A person with a conscience (presumably you) is mystified by the behavior of a person without a conscience (presumably the sex addict). A sociopath has no moral code or "truth", and it makes dealing with them quite perplexing for those of us who are incapable of unabashed dishonesty.

The sociopath (pathological liar) has an advantage. He has no conscience to make him feel guilty. He will, with great delight, play on your conscience. He will:

  • Remind you of your moral responsibility

  • Repeat back to you your morals

  • Accuse you of what he is guilty himself of doing

  • Talk at a million miles an hour - usually on a different topic - so you can't focus on the issue at hand

  • Present a fake sense of morality, as if he is morally superior to you

  • Act as if things that were said, were never said, or things that happened never happened

To the sociopath, nothing is ever their fault. There is always a reason, and that reason is often YOU.

  • If he is cheating with prostitutes, it's because you drove him to it.

  • If he loses his job, it's because of you, not because of his addiction.

The sociopath will use FLATTERY to get what he wants.

He will make promises, but he will not keep them.

He wants you and everyone else to PITY HIM.

He will use his position of authority (real or imagined) to get people to believe his false version of events.

This book is worth reading to gain better insight into dealing with the sociopath next door - or right inside your house.

Amazon.com review:

We are accustomed to think of sociopaths as violent criminals, but in The Sociopath Next Door, Harvard psychologist Martha Stout reveals that a shocking 4 percent of ordinary people—one in twenty-five—has an often undetected mental disorder, the chief symptom of which is that that person possesses no conscience.
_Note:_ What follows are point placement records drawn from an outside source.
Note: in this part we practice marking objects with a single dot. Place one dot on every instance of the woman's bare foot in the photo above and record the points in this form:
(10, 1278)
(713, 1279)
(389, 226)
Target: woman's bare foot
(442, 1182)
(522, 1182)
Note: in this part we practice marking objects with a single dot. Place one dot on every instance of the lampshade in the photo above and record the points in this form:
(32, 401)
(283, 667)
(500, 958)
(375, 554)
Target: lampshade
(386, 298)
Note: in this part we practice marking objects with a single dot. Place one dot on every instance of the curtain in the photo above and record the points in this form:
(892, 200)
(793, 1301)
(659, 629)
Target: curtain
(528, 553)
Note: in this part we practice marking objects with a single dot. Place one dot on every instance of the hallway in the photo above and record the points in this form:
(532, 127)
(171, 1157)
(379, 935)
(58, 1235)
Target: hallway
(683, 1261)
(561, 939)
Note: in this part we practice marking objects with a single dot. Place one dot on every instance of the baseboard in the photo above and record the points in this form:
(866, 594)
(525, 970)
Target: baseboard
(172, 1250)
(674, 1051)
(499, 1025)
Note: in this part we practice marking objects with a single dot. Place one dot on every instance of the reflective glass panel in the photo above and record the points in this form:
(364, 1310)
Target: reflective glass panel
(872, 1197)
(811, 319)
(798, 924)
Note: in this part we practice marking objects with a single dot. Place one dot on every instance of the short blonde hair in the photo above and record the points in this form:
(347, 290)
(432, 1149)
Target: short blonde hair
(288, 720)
He or she has no ability whatsoever to feel shame, guilt, or remorse. One in twenty-five everyday Americans, therefore, is secretly a sociopath. They could be your colleague, your neighbor, even family. And they can do literally anything at all and feel absolutely no guilt.

How do we recognize the remorseless? One of their chief characteristics is a kind of glow or charisma that makes sociopaths more charming or interesting than the other people around them. They’re more spontaneous, more intense, more complex, or even sexier than everyone else, making them tricky to identify and leaving us easily seduced. Fundamentally, sociopaths are different because they cannot love. Sociopaths learn early on to show sham emotion, but underneath they are indifferent to others’ suffering. They live to dominate and thrill to win.

The fact is, we all almost certainly know at least one or more sociopaths already. Part of the urgency in reading The Sociopath Next Door is the moment when we suddenly recognize that someone we know—someone we worked for, or were involved with, or voted for—is a sociopath. But what do we do with that knowledge? To arm us against the sociopath, Dr. Stout teaches us to question authority, suspect flattery, and beware the pity play. Above all, she writes, when a sociopath is beckoning, do not join the game.

It is the ruthless versus the rest of us, and The Sociopath Next Door will show you how to recognize and defeat the devil you know.